Was lässt sich also über Moral sagen?
Zunächst eine Vorbemerkung: Moral und Rechtsprechung stehen in Verbindung und beeinflussen sich gegenseitig. Insbesondere in einer Demokratie. Einerseits: Ändern sich die Moralvorstellungen der Bevölkerung, so ändern sich im Laufe der Zeit auch die Gesetze. Andererseits: Werden die Gesetze geändert, so beeinflusst das auch die Moralvorstellungen der Bevölkerung.
Da die Menschheit älter als ihre Rechtssysteme ist, könnte man vereinfachend sagen, dass Rechtsprechung eine Ableitung von Moralvorstellungen ist. Es muss erst Vorstellungen von gut und böse, von richtig und falsch, geben, damit Gesetze geschrieben werden können. Diese Gesetze verfestigen dann die zugrunde liegenden Moralvorstellungen.

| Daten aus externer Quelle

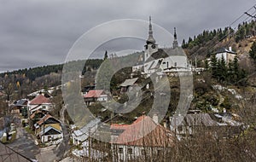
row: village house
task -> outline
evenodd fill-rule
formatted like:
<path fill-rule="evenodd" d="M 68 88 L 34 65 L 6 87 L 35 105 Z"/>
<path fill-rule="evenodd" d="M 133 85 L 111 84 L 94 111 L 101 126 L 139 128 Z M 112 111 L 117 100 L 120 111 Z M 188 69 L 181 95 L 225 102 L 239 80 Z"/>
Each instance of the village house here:
<path fill-rule="evenodd" d="M 63 138 L 61 122 L 49 114 L 44 116 L 34 126 L 35 135 L 42 143 Z"/>
<path fill-rule="evenodd" d="M 229 49 L 221 48 L 216 53 L 216 58 L 218 60 L 221 60 L 222 58 L 224 58 L 227 65 L 234 61 L 236 55 L 236 52 L 232 50 L 231 47 L 229 47 Z"/>
<path fill-rule="evenodd" d="M 89 90 L 83 97 L 86 105 L 90 105 L 96 101 L 107 101 L 108 100 L 108 95 L 102 90 Z"/>
<path fill-rule="evenodd" d="M 128 78 L 125 79 L 125 82 L 123 82 L 119 87 L 121 88 L 121 94 L 124 94 L 125 92 L 127 92 L 128 89 L 132 89 L 133 86 L 137 85 L 137 79 L 138 78 Z"/>
<path fill-rule="evenodd" d="M 45 97 L 40 94 L 34 99 L 28 102 L 28 109 L 30 114 L 33 113 L 37 110 L 49 111 L 54 107 L 54 104 L 51 102 L 49 98 Z"/>
<path fill-rule="evenodd" d="M 209 132 L 215 137 L 230 137 L 240 134 L 241 125 L 242 124 L 227 115 L 189 113 L 184 117 L 182 115 L 172 117 L 170 129 L 177 139 L 193 136 L 201 131 Z"/>
<path fill-rule="evenodd" d="M 24 112 L 27 111 L 27 103 L 28 103 L 27 99 L 20 99 L 20 100 L 15 101 L 10 106 L 11 113 L 16 113 L 16 114 L 21 113 L 23 115 L 25 113 Z"/>
<path fill-rule="evenodd" d="M 90 133 L 95 132 L 97 128 L 98 124 L 101 123 L 100 119 L 95 119 L 90 121 L 85 126 L 81 129 L 73 130 L 71 134 L 73 144 L 79 146 L 85 142 L 89 137 L 89 131 Z"/>
<path fill-rule="evenodd" d="M 188 72 L 191 71 L 186 54 L 178 47 L 176 28 L 174 28 L 174 41 L 172 48 L 160 49 L 153 37 L 151 18 L 149 17 L 148 38 L 144 46 L 144 53 L 140 55 L 137 63 L 132 67 L 132 72 L 142 72 L 150 76 L 156 72 Z"/>
<path fill-rule="evenodd" d="M 164 157 L 173 147 L 173 133 L 146 115 L 139 117 L 130 125 L 113 124 L 111 128 L 113 161 Z"/>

Rechtsprechung und Gesetze bringen uns nun gleich mitten rein:
Jedes Moralsystem dient der Kontrolle.
Ein gutes Beispiel dafür ist sicherlich das vorherrschende gesellschaftliche Moralsystem, das dem Individuum viele Dinge und Handlungen verbietet, die gleichzeitig jedoch „dem Staat“ erlaubt sind. Ein plakatives Beispiel: Nimmt ein Bürger dem anderen Bürger ohne Zustimmung etwas weg, so wird das Diebstahl oder Raub genannt und moralisch und strafrechtlich verurteilt. Nimmt jedoch „der Staat“ ohne Zustimmung seiner Bürger eben diesen Bürgern etwas weg, so wird das „Steuern“ oder „Abgaben“ genannt und gilt als moralisch und juristisch in Ordnung. Wegnehmen ohne Zustimmung ist es in beiden Fällen, jedoch sind die Akteure unterschiedlich. Und das vorherrschende Moral- und Rechtssystem differenziert da eben ganz deutlich zwischen staatlichen und privaten Akteuren. Hier kann also von Gleichbehandlung keine Rede sein – während in anderen Bereichen „Gleichbehandlung“ jedoch groß geschrieben und nötigenfalls auch juristisch durchgesetzt wird.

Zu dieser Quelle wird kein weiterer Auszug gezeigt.